自先帝薨逝后,为了避嫌,沈青漪隐居西宫,甚少出门,就连赏景散步,也仅在附近花园走动,避开人多的时候,很少有人留意到她。
当然,这其中也少不了秀云的功劳,时而在她耳边碎碎念,做人不可张扬,要韬光养晦,枪打出头鸟,还不如当个缩头乌龟。
乌龟,才长寿。
是以,得知太后要见主子,秀云比本人还慌,一个劲地呢喃自语:“到底哪一步错了?我跟小红说了什么,还是小翠偷听到我说梦话了?不可能,她们没那么聪明,我也没那么笨!”
相比秀云的焦灼不安,沈青漪显得冷静多了,不疾不徐地把原地转圈圈的女人逮住,叫她赶紧给自己准备行头,见太后可不能马虎。
素了,艳了,都不可取。
秀云吸了吸气,稳住心神,话茬子就没断过:“小姐,待会在太后那里,您可绷住了,不管太后那里有什么山珍海味,您都得忍住,千万千万不能碰。这阵子除了猪蹄,您还吃了把子肉,狮子头,糖醋鱼,这些都是奴婢冒着风险给您打来的牙祭,你千万千万管住嘴。一旦露了馅,我们怕是不能活着回西南了。”

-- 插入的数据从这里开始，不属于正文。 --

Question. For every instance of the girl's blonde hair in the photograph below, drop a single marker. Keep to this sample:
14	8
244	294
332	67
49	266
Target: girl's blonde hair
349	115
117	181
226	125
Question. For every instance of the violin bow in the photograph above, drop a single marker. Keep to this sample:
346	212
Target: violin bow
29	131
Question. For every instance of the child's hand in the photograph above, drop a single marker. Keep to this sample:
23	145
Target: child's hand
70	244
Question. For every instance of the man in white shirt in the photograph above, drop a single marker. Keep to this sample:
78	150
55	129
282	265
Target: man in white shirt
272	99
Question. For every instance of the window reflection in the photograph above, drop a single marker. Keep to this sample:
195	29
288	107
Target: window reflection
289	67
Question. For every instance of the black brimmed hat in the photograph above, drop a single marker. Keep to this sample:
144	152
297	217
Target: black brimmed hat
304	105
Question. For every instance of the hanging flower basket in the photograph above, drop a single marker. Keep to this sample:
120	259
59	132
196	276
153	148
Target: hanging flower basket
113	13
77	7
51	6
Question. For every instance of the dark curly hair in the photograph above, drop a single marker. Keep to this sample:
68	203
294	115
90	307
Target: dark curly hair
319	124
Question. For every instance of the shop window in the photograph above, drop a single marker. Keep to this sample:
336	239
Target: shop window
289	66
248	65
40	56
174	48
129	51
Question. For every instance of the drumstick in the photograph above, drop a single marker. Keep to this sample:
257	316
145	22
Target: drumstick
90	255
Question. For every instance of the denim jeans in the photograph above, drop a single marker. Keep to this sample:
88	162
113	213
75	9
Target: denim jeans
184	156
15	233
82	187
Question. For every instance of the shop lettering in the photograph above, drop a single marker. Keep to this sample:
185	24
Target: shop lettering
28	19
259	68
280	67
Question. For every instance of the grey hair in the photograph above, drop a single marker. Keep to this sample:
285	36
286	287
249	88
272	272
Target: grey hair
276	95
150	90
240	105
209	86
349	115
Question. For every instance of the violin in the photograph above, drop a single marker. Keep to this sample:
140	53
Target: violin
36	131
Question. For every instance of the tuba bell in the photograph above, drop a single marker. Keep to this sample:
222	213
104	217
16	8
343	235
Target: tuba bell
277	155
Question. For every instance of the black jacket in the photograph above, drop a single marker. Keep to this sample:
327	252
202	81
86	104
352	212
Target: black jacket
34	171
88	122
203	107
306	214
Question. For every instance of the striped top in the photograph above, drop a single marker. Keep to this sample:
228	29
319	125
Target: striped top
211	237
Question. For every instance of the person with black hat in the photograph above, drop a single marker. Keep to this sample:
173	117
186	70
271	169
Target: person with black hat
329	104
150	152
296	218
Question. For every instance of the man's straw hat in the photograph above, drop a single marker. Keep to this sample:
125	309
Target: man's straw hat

太后也就看着慈祥仁和,实则手段多得是,尤其厌恶欺上瞒下的人,收拾起来,也绝不可能手软。
刚来天朝时,秀云不懂这边的规矩,犯了不少忌讳,没少挨鞭子,直到先帝在御花园偶遇小姐,惊为天人,她们的日子才好过了不少。
先帝待小姐格外不同,有多不同,秀云说不上来,只知道每回先帝召见小姐,都会将宫人们打发得远远,谁也不得私自靠近内殿半步。
她也是偶尔一回为小姐送月事带,匆匆忙忙地闯进来,才窥见了一角。
年近五十的威严帝王竟然抱着小姐的腰,哭得像个孩子,不停说自己错了,太狼心狗肺,太不是人,还说从今以后要跟小姐好好过日子。
小姐是怎么做的,笑着把人推开,嘴里却是毫不客气地奚落:“一把老骨头了,还当我稀罕,真有诚意,就做给我看。”
秀云震惊得天灵盖都要碎裂了,在二人发现自己之前,赶紧悄悄溜了出去,一动不动地站在内殿门口,不让任何人有机会入内。
那晚以后,先帝力排众议,跟文武百官斡旋了许久,也要封小姐为西宫娘娘,自此开创了天朝一宫两后的先例。
没几日,先帝就因旧病复发,药石难医,溘然长逝。
小姐也没见有多伤心,反而松了口气的样子,低低嘀咕了一声,可算走了,不然就那一把大胡子,还真下不了嘴。
秀云离得近,耳朵又尖,听了个七七八八,内心更复杂。
在她心目中,小姐真的就跟神仙没差别了,能将堂堂天朝的帝王,训得像只听话的老狗,这等本事也是没谁了。
所以,西南王最忌惮的先帝,秀云一直觉得没什么可怕的,反倒太后,绵里藏针,眼里的笑真真假假,实在叫人看不清。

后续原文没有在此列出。